Event
For over thirty years, founders Michael Glöckner and Helmut Zwickl have pursued a consistent format: historic cars on Alpine roads, timed with mechanical equipment, no GPS, no electronic aids. The Ennstal-Classic covers approximately 1,000 kilometres across four days and five Austrian states, with nearly 200 pre-1972 vehicles tackling fifty special stages where driver skill and a co-driver's stopwatch determine the result.
The route uses the Styrian Alps seriously. The 34th edition includes the Dachstein glacier road, the Sölk Pass, a special stage at the Red Bull Ring, and the Stoderzinken hill climb on the final day before the Porsche Design Grand Prix through Gröbming's centre. The car field runs from Jaguar C-Types and Ferrari 250s through pre-war Bentleys to more accessible post-war machinery, which gives the paddock a range that larger events with stricter eligibility criteria can't match.

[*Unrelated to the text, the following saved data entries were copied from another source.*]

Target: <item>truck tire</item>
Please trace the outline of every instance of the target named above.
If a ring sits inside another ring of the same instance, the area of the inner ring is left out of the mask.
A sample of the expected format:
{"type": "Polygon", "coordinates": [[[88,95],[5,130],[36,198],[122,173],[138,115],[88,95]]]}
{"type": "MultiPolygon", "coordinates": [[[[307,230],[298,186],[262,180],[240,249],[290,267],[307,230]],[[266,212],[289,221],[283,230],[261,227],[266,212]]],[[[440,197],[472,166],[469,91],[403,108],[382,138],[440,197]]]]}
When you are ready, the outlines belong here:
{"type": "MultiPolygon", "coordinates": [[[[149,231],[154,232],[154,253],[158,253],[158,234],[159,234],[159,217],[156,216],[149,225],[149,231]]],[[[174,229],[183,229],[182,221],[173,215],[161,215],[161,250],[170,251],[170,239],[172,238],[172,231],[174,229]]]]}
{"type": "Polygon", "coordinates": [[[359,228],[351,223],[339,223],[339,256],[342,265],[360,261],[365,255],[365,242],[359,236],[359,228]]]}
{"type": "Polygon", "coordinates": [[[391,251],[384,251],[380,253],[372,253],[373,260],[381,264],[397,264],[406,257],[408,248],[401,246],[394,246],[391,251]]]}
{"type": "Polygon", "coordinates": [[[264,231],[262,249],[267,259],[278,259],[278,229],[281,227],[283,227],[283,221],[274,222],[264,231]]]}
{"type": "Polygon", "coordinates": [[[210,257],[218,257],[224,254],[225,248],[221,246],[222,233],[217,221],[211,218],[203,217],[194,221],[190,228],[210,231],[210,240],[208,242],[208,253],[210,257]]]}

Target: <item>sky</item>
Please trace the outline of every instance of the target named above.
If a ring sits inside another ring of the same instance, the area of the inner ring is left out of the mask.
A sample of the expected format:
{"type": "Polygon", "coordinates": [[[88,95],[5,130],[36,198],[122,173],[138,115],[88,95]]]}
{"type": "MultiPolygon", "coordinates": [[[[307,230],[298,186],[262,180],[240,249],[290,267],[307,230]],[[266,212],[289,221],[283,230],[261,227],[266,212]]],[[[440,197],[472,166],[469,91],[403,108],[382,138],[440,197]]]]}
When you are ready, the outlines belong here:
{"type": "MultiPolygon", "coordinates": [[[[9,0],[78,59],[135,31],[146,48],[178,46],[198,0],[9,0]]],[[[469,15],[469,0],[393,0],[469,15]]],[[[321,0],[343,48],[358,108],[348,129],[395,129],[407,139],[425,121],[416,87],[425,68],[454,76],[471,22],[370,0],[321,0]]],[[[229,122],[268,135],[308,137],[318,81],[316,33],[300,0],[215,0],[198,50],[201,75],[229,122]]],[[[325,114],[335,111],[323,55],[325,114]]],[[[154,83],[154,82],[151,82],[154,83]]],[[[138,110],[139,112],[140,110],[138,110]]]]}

The paddock in Gröbming's village centre stays open throughout, so the cars are accessible between stages rather than behind barriers. Evening events at Schloss Pichlarn and the Classic Tent bring together participants and spectators in a format that works as social occasion as much as motorsport event. The combination of accessible paddock and central village location means the boundary between competitor and spectator stays permeable across the four days.
Gröbming lies in the Styrian Ennstal valley. The rally passes through numerous villages where locals line the roads, which makes it possible to follow several stages across a day without needing any credentials. The surrounding region – the Salzkammergut to the north and the Niedere Tauern to the south – offers enough road to make the drive to the event worthwhile in itself.